Winkler score ("WS"), also known as interval score, computed as per Gneiting and Raftery (2007).

\[WS = \frac{1}{n} \sum_{k=1}^{n} (u_k - l_k) + \frac{2}{\alpha} (l_k - x_k)𝟙\{x_k < l_k\} + \frac{2}{\alpha} (x_K - u_k)𝟙\{x_k > u_k\}\]

where, for a given confidence level, \(\alpha\) is the portion not included in the central predictive interval, \(u\) and \(l\) are the upper and lower bounds of the predictive interval, respectively, \(x\) are the observations, and \(n\) is the number of time steps.

Required inputs	Output shape
`q_obs`, `q_prd`, `c_lvl`	`(sites, lead times, subsets, samples, intervals)`

ES

Energy score ("ES") is a multivariate (i.e. multisite) generalisation of the continuous rank probability score.
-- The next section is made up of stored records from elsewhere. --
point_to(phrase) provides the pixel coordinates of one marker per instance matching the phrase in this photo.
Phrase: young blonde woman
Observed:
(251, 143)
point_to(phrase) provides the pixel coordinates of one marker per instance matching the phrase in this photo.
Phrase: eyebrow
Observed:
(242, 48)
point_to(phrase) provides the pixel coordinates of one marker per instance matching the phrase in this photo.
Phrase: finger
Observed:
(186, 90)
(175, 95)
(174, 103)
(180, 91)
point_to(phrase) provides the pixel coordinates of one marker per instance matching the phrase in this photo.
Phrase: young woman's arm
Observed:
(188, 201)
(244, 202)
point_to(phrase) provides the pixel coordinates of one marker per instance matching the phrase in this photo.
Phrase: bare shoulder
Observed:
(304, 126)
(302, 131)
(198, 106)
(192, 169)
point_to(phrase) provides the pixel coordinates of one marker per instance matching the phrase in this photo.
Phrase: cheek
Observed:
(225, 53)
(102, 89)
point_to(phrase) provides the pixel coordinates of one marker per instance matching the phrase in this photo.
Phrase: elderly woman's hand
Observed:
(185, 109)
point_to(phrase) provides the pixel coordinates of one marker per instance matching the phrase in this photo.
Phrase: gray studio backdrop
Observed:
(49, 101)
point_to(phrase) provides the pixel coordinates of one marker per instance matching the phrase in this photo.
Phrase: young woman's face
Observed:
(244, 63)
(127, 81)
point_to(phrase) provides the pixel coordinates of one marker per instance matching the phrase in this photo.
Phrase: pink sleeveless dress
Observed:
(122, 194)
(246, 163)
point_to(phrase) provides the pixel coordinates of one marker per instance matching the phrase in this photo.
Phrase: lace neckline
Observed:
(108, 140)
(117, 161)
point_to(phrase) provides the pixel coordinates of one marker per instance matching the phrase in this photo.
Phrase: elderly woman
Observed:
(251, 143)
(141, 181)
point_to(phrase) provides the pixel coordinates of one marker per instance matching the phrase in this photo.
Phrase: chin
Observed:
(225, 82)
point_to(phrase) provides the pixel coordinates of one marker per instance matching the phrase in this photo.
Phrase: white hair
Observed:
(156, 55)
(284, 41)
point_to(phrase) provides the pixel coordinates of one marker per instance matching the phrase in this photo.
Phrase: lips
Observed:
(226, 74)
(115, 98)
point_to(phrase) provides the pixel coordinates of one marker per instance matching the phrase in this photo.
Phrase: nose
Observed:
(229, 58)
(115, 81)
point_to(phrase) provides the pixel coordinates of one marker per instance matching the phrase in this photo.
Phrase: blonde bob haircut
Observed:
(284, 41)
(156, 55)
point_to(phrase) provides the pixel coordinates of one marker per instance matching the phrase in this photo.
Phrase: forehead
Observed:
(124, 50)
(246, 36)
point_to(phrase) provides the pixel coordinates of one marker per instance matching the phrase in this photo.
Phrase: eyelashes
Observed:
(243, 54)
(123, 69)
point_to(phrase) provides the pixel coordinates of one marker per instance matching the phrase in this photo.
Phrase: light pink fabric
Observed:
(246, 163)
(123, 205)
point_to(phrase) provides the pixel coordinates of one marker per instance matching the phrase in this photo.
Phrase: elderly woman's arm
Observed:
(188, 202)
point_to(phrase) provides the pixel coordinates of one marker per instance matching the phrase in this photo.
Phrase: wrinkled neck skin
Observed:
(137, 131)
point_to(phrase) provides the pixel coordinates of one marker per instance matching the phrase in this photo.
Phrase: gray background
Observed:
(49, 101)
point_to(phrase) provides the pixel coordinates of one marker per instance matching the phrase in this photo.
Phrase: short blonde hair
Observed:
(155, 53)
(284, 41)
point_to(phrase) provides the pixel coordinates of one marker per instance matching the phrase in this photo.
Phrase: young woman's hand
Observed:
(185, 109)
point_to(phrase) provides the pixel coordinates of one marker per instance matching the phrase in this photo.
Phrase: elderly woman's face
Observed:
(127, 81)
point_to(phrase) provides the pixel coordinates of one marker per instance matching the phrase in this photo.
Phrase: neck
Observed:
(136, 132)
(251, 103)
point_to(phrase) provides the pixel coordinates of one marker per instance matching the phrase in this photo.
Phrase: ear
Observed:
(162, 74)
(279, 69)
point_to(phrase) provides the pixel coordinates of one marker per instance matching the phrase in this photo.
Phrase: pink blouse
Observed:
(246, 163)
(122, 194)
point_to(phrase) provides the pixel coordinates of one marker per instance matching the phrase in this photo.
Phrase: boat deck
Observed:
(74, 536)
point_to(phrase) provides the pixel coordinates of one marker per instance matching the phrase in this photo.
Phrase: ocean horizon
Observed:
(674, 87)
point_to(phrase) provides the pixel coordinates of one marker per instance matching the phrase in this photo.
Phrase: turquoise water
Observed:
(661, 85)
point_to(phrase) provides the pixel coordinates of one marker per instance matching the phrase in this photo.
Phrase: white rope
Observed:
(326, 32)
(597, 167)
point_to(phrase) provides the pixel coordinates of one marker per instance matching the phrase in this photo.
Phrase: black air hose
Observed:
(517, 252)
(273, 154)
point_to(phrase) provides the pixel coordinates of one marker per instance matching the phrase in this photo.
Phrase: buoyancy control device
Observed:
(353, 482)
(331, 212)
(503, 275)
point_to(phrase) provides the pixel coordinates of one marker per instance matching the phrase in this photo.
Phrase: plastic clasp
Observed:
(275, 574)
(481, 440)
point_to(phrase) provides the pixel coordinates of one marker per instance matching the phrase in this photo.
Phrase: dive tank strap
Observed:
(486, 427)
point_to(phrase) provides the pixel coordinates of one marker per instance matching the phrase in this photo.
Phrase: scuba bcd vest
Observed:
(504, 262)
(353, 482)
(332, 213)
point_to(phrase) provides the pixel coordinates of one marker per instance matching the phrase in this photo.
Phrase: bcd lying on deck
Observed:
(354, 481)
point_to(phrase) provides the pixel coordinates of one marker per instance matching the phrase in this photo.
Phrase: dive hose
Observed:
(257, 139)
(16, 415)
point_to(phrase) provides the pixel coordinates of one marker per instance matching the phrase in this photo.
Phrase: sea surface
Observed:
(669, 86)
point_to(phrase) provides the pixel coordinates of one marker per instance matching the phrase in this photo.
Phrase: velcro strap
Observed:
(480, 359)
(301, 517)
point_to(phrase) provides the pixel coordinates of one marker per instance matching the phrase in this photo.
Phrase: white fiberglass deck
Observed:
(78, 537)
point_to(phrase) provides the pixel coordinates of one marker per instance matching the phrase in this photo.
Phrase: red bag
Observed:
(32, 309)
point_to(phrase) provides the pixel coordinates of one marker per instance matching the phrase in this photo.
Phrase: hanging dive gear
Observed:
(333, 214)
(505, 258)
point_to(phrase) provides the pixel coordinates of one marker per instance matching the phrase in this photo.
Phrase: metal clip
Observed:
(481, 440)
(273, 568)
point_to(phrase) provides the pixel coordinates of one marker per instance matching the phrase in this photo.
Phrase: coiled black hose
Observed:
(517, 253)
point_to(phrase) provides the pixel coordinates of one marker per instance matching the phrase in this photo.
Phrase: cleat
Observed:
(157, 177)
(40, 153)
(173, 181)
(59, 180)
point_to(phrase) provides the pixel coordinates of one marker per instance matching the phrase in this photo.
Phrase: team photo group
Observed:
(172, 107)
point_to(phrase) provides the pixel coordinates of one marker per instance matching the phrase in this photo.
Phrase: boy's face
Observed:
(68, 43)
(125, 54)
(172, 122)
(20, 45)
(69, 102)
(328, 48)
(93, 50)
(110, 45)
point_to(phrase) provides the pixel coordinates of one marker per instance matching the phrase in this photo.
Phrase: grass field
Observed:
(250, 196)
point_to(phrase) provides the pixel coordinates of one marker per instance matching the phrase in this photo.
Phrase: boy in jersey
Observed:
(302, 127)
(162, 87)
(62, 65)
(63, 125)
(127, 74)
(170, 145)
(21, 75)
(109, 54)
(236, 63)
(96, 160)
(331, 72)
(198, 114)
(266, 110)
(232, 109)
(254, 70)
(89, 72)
Required inputs	Output shape
`q_obs`, `q_prd`	`(1, lead times, subsets, samples)`

Footnotes

1(1,2,3,4,5,6,7,8,9,10,11,12): The threshold value is included in the definition of the events both for low flow and high flow events, i.e. where a streamflow observation/prediction value is equal to the threshold value, the event is considered to have occurred.
2(1,2): The metric value returned is \(-\infty\) when the reference/climatology/normalisation value is zero.